Abstract

A comprehensive experimental campaign was conducted to characterize the dynamic runback process of wind-driven water film/rivulet flows for a better understanding of the transient surface water transport process pertinent to aircraft icing phenomena. The experimental study was conducted by using an open-circuit wind tunnel to generate laminar boundary layer airflows with different freestream wind speeds to drive thin water film/rivulet flows over a flat test plate. A digital image projection (DIP) technique was used to achieve non-intrusive, temporally and spatially resolved measurements of the film thickness distributions to characterize the dynamic runback process of the wind-driven film/rivulet flow under different test conditions.
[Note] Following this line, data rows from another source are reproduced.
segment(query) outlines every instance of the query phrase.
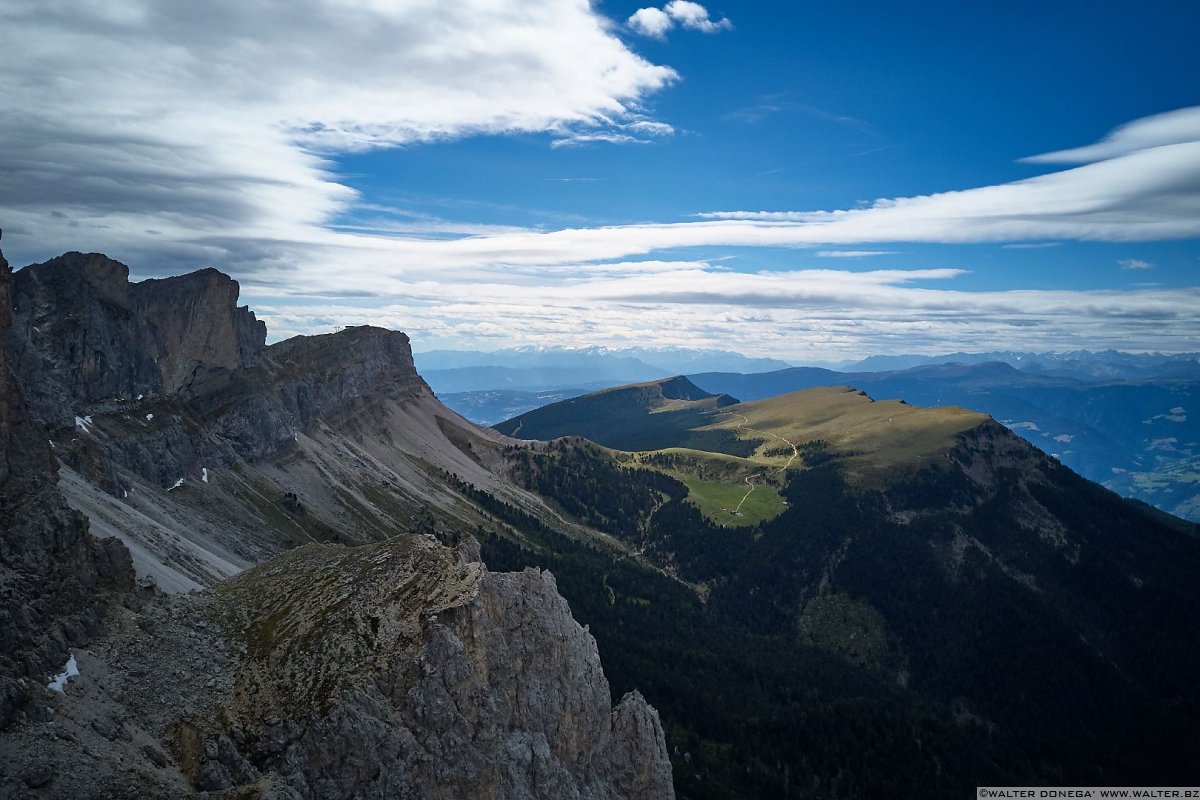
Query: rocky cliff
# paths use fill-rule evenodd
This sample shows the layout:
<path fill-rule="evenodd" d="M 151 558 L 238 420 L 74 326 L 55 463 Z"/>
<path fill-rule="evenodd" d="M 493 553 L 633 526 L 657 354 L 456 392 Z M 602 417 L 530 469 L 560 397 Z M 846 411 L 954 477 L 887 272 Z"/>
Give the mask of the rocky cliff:
<path fill-rule="evenodd" d="M 130 286 L 143 347 L 158 365 L 162 392 L 198 394 L 214 377 L 257 364 L 267 326 L 238 306 L 237 281 L 215 269 Z"/>
<path fill-rule="evenodd" d="M 246 652 L 230 717 L 295 791 L 671 795 L 657 714 L 636 694 L 612 708 L 549 573 L 491 573 L 470 548 L 409 537 L 302 548 L 219 595 Z"/>
<path fill-rule="evenodd" d="M 120 471 L 165 488 L 286 451 L 318 420 L 361 432 L 387 402 L 432 400 L 403 333 L 347 328 L 266 347 L 237 298 L 214 269 L 130 283 L 97 253 L 17 272 L 6 350 L 59 457 L 114 495 L 128 488 Z"/>
<path fill-rule="evenodd" d="M 0 255 L 0 336 L 12 321 L 12 271 Z M 68 648 L 101 627 L 110 599 L 132 585 L 129 554 L 88 535 L 55 490 L 56 462 L 0 349 L 0 728 L 26 713 Z"/>
<path fill-rule="evenodd" d="M 134 398 L 196 394 L 256 364 L 266 327 L 213 269 L 129 282 L 99 253 L 67 253 L 14 279 L 8 348 L 35 413 L 71 424 Z"/>
<path fill-rule="evenodd" d="M 553 577 L 418 533 L 495 524 L 464 487 L 536 501 L 407 337 L 267 348 L 215 271 L 68 254 L 10 298 L 0 265 L 0 795 L 672 796 Z"/>
<path fill-rule="evenodd" d="M 298 542 L 473 530 L 444 473 L 513 493 L 494 474 L 501 437 L 437 401 L 403 333 L 265 347 L 237 298 L 215 270 L 130 283 L 98 254 L 15 275 L 5 349 L 61 489 L 139 574 L 187 590 Z"/>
Important characteristics of the wind-driven water runback process—such as the generation of well-organized two-dimensional (i.e., 2D) and more complicated three-dimensional (i.e., 3D) surface waves at air/water interfaces, stumbling runback motion of the film/rivulet heads in “acceleration-and-deceleration” cycles, breaking up the front contact lines to form multiple rivulet flows, meandering and merging of the rivulet flows—were revealed clearly and quantitatively based on the DIP measurements. A comprehensive force balance analysis was also performed to examine the variations of the relevant forces (i.e., the excess pressure forces built inside the film/rivulet flows, aerodynamic drag forces acting on the rivulet heads, and the restraining forces due to the surface tension along the liquid contact lines) and evaluate their importance in the breakoff of the stagnated film/rivulet heads to re-start the runback process of the wind-driven film/rivulet flows.